>it's lack of protected bike lanes (or other "safe" routes), and lack of cultural acceptance of biking.
In my opinion, it's because most people live too far away from the places they need to go in order to bike there. I wouldn't want to ride a bike 20 miles a day, regardless of bike lanes or bike parking.
It also doesn't help that most cities and towns in North America aren't designed with high standards of bike safety. I live in one of the biggest cities on the continent and our council has taken DECADES to implement bike lanes downtown despite the rise in population and car usage.
It's because there are dangerous drug addicts roaming the streets. That is the answer. It's not SUVs, or sidewalks, or because there aren't enough bike lanes, or whatever.
It's the violent, dangerous drug addicts who have occupied every single park within walking distance to my house, who steal things from my house, and who scream things while they wander in front of my house every day.

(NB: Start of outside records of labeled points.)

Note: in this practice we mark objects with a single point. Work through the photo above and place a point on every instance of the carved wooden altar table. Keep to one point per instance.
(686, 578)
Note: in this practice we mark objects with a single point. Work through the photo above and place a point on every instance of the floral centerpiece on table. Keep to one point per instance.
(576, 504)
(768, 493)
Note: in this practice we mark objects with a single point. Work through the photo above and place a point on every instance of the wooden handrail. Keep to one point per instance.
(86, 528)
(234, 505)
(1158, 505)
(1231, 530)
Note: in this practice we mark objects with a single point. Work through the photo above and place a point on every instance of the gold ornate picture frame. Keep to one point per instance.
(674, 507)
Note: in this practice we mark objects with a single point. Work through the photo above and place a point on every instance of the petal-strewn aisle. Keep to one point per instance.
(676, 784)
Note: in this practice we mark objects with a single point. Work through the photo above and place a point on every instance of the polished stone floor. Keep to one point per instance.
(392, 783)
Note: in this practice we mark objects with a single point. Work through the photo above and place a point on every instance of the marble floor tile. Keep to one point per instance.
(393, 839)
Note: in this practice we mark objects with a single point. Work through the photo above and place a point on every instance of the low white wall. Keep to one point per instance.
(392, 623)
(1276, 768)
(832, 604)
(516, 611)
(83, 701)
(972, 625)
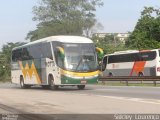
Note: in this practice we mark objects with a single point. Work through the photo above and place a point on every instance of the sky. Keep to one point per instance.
(115, 16)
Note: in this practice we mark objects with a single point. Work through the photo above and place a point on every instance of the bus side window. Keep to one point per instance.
(104, 63)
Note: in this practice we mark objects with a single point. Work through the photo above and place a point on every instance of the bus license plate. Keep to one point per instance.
(83, 82)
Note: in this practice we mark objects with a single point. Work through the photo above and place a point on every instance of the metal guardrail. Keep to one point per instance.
(129, 79)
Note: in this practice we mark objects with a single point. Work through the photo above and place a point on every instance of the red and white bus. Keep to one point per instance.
(132, 63)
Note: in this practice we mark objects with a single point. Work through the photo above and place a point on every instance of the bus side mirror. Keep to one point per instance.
(100, 52)
(61, 52)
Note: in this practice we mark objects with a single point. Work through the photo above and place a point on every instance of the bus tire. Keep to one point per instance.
(52, 85)
(110, 74)
(81, 87)
(45, 86)
(140, 74)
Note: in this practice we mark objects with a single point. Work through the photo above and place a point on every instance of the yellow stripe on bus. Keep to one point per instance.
(65, 72)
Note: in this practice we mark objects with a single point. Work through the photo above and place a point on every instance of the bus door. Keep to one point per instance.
(47, 66)
(158, 64)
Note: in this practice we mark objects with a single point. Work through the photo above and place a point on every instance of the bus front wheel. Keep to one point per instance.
(81, 87)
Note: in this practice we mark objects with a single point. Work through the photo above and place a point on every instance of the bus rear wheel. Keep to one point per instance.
(140, 74)
(81, 87)
(23, 86)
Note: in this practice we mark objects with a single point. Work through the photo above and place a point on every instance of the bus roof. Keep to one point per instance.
(129, 51)
(63, 39)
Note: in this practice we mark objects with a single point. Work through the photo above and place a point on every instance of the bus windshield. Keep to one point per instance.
(80, 57)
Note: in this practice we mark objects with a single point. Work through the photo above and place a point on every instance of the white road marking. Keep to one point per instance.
(150, 101)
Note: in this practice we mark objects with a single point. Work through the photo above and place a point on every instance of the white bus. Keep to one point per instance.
(132, 63)
(56, 61)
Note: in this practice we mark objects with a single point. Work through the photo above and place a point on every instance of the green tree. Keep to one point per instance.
(109, 44)
(5, 60)
(146, 33)
(64, 17)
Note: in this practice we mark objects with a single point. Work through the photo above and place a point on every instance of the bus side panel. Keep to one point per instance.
(131, 69)
(49, 68)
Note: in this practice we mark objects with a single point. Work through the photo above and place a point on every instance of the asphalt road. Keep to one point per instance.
(95, 99)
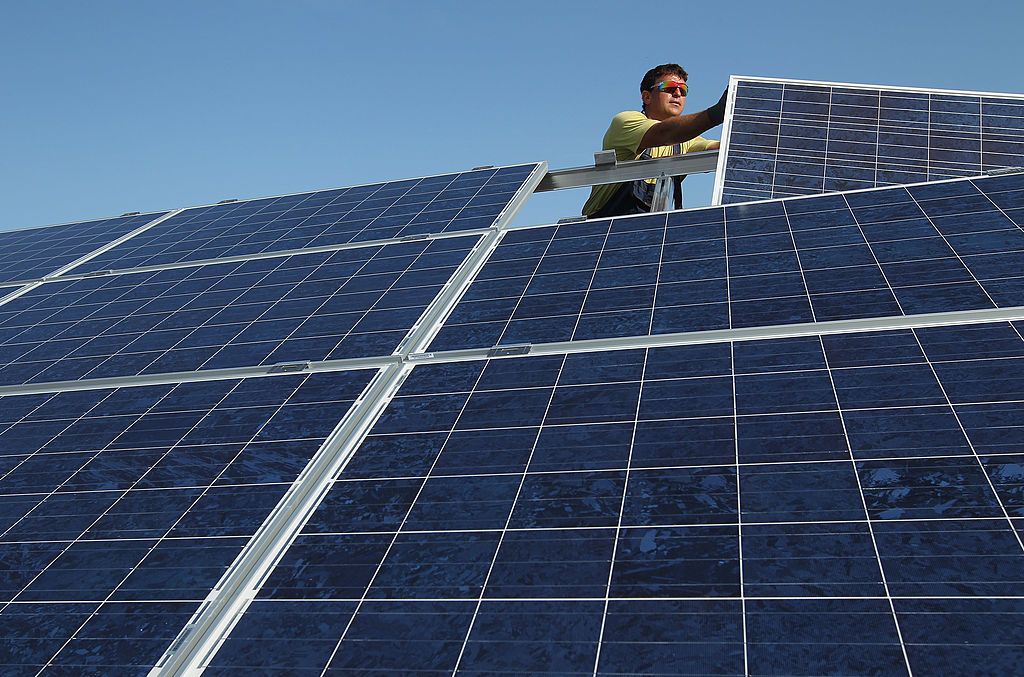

THAT is why my kids don't get to have the same childhood that my friends and I had. There were even fewer bike lanes back then and we spent a lot more time on our bikes, and a lot more time playing outside with each other.
> Most suburban neighborhoods have low traffic and plenty of places to ride your bike
Until you actually try to go anywhere and find that you cant't without riding through an arterial road with heavy dangerous traffic. The quiet suburban roads don't form a network that allows you to go to actual destinations.
Here in Toronto they are trying to address that by building (a few) cycle tracks running parallel to these horrible arterial roads, but it's still an awful experience. There are a few quiet greenways without any motor traffic, but they don't help you reach any destination.
Neighborhoods that were built before the advent of the car are more amenable to cycling.
My problem is the lack of infrastructure. We have a few streets in the entire city with decent bike lanes. Mostly you're on the road with cars going 90km/hr right beside you with no barrier or even road markings. I'm not going to do that in anything but perfect weather and even then not very often.
I live 2 miles away and it is still not feasible for me to cycle due to no cycle friendliness. Neither are there dedicated bike lanes nor are the motorists conditioned to drive being mindful of bikes.
Sounds like a problem with cars, but also lack of facilities for cyclists. Places that care about cycling infrastructure often do things like provide cycle tracks that don't share space with cars.
Planners often cite the lack of cyclists as an excuse not to create bicycle infrastructure, and fail the acknowledge the reason is due to the danger, rather than the desire to bike.
Part of the reason maybe that many of these cycle lanes are not fit for purpose. There are places in the UK where cycling became popular for the simple reason that the layout was already bike friendly.
This craze of adding a bike lane, regardless of local conditions has, indeed, been a total failure.
> It also doesn't look like a comfortable place for bikes. In fact, where are bikes even supposed to go on this street?
Another issue for cyclists is the permanent danger of getting your wheels in the rails, which means you are likely to either come to a sudden stop or, worse, come off your bike. There were experiments with "self-sealing" tram tracks that would lessen these risks, but no real solution exists quite yet, as far as I am aware.
It's a bit of a chicken-and-egg problem for me. I'd love to bike, but I don't because there isn't enough adoption of biking, and therefore widespread respect of bikers(as difficult as they can make that sometimes). Even in DC where I live it's like this, which says a lot considering DC is one of the more bike-friendly cities in the country.
Even if they do tolerate it, the biggest impediment to adoption of bikes in the US, is its vast suburbia. This itself makes it so unbearable. Cycling just isn't fun when you're not able to see other cyclists, humans, stores and actually socialize with your society.
Easily the biggest problem in the US with biking is that the infrastructure is, nearly without exception, absolutely atrocious.
Nobody would accept having only 'painted walk lanes' on busy streets to get around, much less having them appear and disappear from the road seemingly at random, and yet that's the default state of bike lanes in nearly all US cities.
If biking had as much infrastructure as even walking -- meaning, physically protected lanes on most streets -- Americans would bike in enormous numbers.
Biking is a weird thing. You're not a car but you're not a pedestrian. It's really not safe for you to be where pedestrians are (and sometimes it is illegal) but cars want you out of their way. Additionally as a biker if you try and be courteous to cars it is almost always at the expense of your personal safety.
> I would rather the government focuses on infrastructure to solve for these problems than the manufacturers. Everybody wins then.
I agree 100% and liked what another user said - we have to imagine the city we want to live in and build backwards.
Because your friends can easily be 10-30 miles away and only accessible via shared roadways with 55mph road traffic. There are no cross country bike routes here.
Building around roads results in everything being pushed farther away and that includes other people’s homes too.
In my opinion, it's because most people live too far away from the places they need to go in order to bike there. I wouldn't want to ride a bike 20 miles a day, regardless of bike lanes or bike parking.